Atherosclerosis, a primary cause of myocardial infarction (MI), is an inflammatory disease. Aspirin use lowers risk of MI, probably through antithrombotic and antiinflammatory effects. Because serum ferritin (SF) can be elevated spuriously by inflammation, reported associations between elevated SF, used as an indicator of iron stores, and heart disease could be confounded by occult inflammation and aspirin use if they affect SF independently of iron status. We tested the hypothesis that aspirin use is associated with reduced SF. We used analysis of covariance to investigate the relation between SF and categories of aspirin use in 913 elderly participants aged 67-96 y in the Framingham Heart Study.

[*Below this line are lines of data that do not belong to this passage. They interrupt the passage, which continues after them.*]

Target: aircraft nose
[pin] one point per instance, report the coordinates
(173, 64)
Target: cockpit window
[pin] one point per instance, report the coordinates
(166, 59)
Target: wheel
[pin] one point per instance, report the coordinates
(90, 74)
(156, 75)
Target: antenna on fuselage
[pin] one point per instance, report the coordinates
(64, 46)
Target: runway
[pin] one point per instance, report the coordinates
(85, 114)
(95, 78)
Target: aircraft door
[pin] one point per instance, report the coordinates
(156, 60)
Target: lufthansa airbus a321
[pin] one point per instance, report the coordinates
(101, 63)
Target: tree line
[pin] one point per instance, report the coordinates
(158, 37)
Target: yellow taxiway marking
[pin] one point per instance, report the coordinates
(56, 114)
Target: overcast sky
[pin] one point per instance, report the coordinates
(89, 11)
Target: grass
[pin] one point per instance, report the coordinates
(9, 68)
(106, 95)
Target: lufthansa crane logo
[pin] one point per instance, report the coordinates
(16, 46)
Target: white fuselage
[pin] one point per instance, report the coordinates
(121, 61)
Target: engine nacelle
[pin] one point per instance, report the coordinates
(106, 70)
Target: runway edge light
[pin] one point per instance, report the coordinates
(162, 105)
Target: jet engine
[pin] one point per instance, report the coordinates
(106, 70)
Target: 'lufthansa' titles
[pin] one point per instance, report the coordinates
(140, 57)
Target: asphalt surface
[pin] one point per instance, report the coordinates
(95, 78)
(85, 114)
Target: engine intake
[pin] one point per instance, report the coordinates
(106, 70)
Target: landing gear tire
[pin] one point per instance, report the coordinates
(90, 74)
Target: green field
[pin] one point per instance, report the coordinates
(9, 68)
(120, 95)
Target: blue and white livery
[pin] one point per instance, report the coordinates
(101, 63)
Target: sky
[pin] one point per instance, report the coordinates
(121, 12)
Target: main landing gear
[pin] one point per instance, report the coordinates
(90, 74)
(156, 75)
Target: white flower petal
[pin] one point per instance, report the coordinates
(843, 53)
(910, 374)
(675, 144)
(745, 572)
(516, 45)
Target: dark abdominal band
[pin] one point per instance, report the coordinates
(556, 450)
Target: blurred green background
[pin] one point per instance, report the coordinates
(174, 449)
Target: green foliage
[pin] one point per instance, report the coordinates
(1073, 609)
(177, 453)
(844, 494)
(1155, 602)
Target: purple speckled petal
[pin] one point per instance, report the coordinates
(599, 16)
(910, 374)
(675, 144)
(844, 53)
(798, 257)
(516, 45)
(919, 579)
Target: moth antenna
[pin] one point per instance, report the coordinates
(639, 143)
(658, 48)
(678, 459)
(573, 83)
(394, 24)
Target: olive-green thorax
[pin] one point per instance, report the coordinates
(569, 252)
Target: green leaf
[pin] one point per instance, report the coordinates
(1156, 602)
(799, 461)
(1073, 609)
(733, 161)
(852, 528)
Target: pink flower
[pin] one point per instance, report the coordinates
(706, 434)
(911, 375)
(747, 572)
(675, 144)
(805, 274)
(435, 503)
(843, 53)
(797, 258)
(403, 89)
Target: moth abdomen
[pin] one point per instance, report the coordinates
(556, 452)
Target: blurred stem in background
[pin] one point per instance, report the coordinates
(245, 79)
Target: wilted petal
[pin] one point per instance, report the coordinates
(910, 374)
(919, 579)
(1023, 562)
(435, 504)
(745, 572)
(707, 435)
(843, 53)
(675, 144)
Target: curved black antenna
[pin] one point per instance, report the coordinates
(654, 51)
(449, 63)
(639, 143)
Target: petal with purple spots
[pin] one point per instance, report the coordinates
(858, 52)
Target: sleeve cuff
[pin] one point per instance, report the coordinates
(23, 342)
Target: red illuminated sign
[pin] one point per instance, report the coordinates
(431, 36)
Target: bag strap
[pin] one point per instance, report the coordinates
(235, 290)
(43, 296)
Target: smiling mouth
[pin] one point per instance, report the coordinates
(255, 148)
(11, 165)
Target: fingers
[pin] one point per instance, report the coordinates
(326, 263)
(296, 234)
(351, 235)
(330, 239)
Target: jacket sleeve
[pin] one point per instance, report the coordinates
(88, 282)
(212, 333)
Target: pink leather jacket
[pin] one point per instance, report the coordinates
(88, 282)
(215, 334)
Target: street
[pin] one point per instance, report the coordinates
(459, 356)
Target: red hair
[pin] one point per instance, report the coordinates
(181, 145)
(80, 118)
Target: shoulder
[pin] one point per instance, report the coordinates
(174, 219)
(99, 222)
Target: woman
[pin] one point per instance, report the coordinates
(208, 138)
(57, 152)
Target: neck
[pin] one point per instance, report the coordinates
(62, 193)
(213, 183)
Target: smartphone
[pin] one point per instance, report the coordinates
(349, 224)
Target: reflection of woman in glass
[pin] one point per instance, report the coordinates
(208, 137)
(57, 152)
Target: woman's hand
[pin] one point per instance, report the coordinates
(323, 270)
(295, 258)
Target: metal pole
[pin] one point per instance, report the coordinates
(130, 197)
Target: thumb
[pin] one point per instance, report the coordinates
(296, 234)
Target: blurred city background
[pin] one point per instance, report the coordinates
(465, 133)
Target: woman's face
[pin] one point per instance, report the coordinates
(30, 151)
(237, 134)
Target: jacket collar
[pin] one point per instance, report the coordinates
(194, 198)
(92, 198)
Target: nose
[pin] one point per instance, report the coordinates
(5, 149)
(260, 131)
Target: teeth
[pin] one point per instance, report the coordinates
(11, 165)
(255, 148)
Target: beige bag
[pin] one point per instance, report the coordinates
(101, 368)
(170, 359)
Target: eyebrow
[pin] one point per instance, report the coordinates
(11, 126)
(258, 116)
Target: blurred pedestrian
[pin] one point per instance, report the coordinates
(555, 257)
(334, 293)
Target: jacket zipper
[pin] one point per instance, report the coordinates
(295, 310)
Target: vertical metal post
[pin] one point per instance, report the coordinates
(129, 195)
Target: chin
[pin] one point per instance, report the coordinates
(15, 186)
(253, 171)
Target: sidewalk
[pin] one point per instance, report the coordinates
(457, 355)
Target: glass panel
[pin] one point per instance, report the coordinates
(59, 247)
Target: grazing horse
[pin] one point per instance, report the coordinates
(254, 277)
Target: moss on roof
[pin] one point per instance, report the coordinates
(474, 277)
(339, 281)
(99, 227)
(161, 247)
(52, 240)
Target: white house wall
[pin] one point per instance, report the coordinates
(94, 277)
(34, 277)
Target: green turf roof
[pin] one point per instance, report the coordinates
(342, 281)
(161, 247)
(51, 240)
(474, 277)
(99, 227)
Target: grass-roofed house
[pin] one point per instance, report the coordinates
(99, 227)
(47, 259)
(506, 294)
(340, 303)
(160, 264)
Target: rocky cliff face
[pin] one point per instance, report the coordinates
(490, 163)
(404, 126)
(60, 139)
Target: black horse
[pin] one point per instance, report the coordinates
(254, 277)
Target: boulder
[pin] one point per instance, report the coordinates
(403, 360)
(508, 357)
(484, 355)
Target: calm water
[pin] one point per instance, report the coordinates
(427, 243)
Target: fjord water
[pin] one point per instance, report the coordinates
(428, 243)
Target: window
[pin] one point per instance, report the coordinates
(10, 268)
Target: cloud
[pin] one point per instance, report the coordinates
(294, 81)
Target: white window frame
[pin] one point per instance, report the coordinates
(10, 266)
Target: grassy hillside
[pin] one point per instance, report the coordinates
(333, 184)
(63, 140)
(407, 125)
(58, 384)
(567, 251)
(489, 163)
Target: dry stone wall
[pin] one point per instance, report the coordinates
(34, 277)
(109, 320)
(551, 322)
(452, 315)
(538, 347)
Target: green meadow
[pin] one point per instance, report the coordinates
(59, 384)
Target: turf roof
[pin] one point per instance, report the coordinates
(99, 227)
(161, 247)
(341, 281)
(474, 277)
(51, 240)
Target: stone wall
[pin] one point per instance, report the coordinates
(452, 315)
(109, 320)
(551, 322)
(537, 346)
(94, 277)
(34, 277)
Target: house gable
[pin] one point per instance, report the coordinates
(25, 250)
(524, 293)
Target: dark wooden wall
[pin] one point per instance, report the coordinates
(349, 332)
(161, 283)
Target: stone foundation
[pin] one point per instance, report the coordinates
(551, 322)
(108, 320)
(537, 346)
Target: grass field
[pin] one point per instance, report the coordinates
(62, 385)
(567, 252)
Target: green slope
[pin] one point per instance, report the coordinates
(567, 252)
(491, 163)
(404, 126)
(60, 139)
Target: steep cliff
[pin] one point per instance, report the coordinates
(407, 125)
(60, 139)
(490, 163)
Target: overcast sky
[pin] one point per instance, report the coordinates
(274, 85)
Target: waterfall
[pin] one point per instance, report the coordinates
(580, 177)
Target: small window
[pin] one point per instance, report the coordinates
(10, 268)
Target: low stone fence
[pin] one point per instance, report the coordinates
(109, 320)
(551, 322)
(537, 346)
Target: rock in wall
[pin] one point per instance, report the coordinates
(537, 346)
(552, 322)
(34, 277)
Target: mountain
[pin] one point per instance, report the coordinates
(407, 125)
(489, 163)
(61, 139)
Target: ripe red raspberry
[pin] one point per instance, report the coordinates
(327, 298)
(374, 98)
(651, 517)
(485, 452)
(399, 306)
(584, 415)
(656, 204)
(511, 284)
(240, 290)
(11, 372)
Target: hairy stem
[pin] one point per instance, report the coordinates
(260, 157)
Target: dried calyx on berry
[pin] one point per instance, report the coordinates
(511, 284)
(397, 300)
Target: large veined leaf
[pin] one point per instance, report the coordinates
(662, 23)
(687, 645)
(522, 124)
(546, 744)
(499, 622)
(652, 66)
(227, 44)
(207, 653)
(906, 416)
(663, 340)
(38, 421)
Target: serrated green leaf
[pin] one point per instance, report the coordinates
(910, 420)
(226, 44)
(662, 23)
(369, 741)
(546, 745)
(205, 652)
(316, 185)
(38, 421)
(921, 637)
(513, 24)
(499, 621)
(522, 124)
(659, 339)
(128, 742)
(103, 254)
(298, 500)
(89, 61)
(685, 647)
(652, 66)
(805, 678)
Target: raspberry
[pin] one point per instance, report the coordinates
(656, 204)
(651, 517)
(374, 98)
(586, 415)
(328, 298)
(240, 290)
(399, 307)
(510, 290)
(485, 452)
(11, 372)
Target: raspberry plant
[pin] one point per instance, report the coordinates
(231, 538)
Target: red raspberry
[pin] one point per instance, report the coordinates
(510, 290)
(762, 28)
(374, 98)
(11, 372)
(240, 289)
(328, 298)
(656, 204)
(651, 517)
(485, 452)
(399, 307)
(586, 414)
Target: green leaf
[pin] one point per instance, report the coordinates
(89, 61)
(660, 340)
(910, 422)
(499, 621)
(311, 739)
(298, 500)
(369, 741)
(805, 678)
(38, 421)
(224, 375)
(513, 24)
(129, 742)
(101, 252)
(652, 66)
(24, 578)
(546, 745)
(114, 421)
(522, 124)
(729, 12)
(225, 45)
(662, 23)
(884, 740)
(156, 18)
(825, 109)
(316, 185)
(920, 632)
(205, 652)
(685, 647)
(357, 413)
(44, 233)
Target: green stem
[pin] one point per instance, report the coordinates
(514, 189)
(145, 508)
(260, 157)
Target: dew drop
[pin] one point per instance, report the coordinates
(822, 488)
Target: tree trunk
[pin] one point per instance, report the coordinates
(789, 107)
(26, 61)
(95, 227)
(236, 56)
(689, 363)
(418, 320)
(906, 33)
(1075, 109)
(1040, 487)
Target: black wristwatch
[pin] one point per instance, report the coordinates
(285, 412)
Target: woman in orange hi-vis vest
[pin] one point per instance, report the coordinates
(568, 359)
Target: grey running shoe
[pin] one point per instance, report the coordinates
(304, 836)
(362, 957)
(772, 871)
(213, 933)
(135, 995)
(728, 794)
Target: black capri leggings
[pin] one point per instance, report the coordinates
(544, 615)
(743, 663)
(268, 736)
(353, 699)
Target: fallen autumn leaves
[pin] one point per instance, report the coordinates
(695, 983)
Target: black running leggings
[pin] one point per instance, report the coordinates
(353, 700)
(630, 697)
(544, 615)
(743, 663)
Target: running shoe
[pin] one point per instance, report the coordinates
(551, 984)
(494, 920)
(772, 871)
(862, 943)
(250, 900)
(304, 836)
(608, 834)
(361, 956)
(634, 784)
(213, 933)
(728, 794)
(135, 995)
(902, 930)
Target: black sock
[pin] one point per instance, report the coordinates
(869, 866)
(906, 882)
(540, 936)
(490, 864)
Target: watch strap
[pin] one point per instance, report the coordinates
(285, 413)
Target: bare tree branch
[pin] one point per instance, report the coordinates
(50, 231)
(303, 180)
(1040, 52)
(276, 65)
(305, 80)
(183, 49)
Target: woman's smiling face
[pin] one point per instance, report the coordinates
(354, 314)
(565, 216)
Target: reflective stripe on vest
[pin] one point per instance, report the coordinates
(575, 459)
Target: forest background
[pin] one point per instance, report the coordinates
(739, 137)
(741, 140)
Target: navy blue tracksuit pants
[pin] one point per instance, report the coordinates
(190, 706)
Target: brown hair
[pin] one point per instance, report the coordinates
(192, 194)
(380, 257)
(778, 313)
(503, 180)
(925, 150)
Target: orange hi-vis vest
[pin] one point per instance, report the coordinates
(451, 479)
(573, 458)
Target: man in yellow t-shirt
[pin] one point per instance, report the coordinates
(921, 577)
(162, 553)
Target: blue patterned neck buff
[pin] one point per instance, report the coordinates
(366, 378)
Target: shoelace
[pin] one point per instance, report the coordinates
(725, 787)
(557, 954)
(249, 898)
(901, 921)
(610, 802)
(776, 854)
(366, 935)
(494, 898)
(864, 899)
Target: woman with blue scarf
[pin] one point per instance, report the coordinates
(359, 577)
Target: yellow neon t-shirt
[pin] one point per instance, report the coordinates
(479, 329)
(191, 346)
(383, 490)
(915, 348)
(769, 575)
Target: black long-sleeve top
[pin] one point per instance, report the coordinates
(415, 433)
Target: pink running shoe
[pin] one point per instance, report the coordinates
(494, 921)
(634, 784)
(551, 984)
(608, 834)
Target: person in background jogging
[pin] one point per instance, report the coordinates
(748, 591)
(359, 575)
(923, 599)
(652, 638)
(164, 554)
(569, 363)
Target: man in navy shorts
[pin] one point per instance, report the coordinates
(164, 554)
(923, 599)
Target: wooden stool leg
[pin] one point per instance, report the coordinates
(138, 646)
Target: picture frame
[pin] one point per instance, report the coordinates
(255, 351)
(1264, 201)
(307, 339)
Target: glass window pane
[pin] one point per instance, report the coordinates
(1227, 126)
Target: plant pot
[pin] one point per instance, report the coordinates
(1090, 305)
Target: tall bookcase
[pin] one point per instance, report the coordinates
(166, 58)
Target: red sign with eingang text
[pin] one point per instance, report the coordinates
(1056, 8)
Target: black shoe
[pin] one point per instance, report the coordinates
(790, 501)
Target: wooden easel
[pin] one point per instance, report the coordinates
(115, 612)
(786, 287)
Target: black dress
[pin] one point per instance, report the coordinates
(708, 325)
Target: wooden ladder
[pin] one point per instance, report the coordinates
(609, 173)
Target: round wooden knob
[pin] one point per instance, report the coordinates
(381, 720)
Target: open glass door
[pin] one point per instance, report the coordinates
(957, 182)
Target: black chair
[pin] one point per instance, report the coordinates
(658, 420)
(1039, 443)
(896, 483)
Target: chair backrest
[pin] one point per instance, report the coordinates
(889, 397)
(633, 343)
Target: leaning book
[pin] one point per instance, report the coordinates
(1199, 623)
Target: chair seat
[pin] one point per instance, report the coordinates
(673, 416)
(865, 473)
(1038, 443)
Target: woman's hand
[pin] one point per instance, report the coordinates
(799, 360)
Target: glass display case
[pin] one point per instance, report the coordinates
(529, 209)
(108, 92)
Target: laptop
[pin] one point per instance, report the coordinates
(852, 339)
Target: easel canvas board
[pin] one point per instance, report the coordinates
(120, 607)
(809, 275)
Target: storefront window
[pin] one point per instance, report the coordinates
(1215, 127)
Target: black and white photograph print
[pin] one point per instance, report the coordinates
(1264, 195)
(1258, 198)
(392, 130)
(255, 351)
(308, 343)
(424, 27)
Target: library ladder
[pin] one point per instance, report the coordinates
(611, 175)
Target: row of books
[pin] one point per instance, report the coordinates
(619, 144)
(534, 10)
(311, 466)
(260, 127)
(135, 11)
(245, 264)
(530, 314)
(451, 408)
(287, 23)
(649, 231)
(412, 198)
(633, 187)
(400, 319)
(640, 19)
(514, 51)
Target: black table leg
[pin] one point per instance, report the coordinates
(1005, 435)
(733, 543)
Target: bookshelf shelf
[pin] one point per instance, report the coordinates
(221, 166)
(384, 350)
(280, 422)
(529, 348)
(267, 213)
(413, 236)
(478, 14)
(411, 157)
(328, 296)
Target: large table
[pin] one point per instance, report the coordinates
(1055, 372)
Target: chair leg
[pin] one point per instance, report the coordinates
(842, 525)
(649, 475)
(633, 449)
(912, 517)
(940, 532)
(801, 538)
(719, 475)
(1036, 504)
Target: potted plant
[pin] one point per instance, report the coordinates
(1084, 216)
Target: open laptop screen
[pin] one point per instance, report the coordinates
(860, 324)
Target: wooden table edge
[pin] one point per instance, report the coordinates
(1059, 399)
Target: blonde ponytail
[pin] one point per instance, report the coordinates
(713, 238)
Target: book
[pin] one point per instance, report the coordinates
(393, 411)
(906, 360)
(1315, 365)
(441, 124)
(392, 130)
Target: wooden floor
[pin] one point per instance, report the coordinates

After adjustment for sex, age, body mass index, smoking, alcohol use, concentrations of C-reactive protein and liver enzymes, white blood cell count, and use of nonaspirin nonsteroidal antiinflammatory drugs and other medications, subjects who took >7 aspirins/wk had a significantly lower (by 25%) geometric mean SF than did nonusers, who took <1 aspirin/wk (71 compared with 95 microg/L, respectively; P for trend = 0.004). This effect of aspirin on SF was more marked in diseased subjects than in healthy subjects (mean SF was 50% lower compared with 21% lower, respectively). Aspirin use is associated with lower SF. We suggest this effect results from possible increased occult blood loss and a cytokine-mediated effect on SF in subjects with inflammation, infection, or liver disease. The relations between aspirin, inflammation, and SF may confound epidemiologic associations between elevated SF, as an indicator of iron stores, and heart disease risk.